一緒に、スクールアイドル同好会で活動しないか、と。
~にじビル毎回劇場~
第66回:転売対策
カザミ「ヒロト、Hi-νガンダム買えたか?」
ヒロト「あぁ。ケンさんに取り置きしてもらってたんだ。」
カザミ「カーッ!いいねぇ、ショップの店長にパイプのあるやつはよー。俺なんて、ん坊したせいで買えなかったんだぜ!?」
ヒロト「そうだろうと思って、お前の分も確保してもらってた。後で取りに来てくれ。」
カザミ「マジか!?くぅ~~!さっっすが相棒だぜ!!」
ヒロト「相棒かどうかはともかく……今のこの状況はあまり良くは無いな。」
カザミ「あー、転売ってやつか。あれのせいで全然新作買えないもんな。ナイチンゲールの時なんてひどかったぜ。」
ヒロト「店舗によっては、独自の転売対策がされているらしい。シーサイドベースだと、ケンさんからのガンダムクイズ全20問のうち、8割正解すると購入できる。
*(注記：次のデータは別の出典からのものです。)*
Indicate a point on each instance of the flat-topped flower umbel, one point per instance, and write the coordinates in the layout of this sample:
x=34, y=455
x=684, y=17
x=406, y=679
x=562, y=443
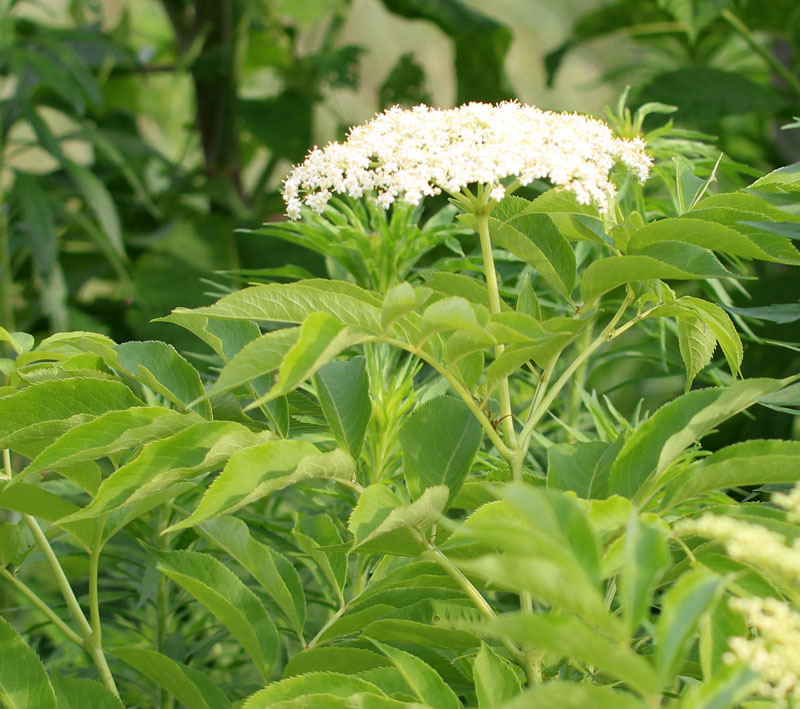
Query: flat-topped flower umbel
x=408, y=154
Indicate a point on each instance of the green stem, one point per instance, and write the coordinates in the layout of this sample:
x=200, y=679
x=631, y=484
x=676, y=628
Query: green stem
x=775, y=64
x=42, y=606
x=540, y=407
x=482, y=218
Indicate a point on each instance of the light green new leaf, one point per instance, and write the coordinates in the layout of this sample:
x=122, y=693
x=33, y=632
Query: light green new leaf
x=440, y=441
x=676, y=426
x=195, y=450
x=188, y=686
x=232, y=603
x=258, y=357
x=294, y=302
x=715, y=237
x=697, y=343
x=23, y=681
x=646, y=558
x=571, y=695
x=294, y=688
x=569, y=638
x=536, y=240
x=321, y=338
x=665, y=260
x=159, y=366
x=107, y=434
x=381, y=524
x=495, y=681
x=255, y=472
x=681, y=609
x=424, y=681
x=753, y=462
x=78, y=693
x=343, y=391
x=275, y=573
x=32, y=418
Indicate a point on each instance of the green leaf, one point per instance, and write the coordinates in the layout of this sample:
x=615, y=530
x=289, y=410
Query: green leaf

」
カザミ「へー、面白そうな対策とってんな。」
ヒロト「他の店だとあらかじめランナーに切り込みを入れたり、袋を破いたり、転売が出来ない工夫は様々だ。」
カザミ「これでもう少しは新作が買いやすくなってくれりゃあいいんだけどなぁ。」
ヒロト「そうだな。ところでカザミ、クイズの方は自信はあるか?正解しないと、折角取り置きしてもらってるHi-νが棚に並ぶ事になるぞ。」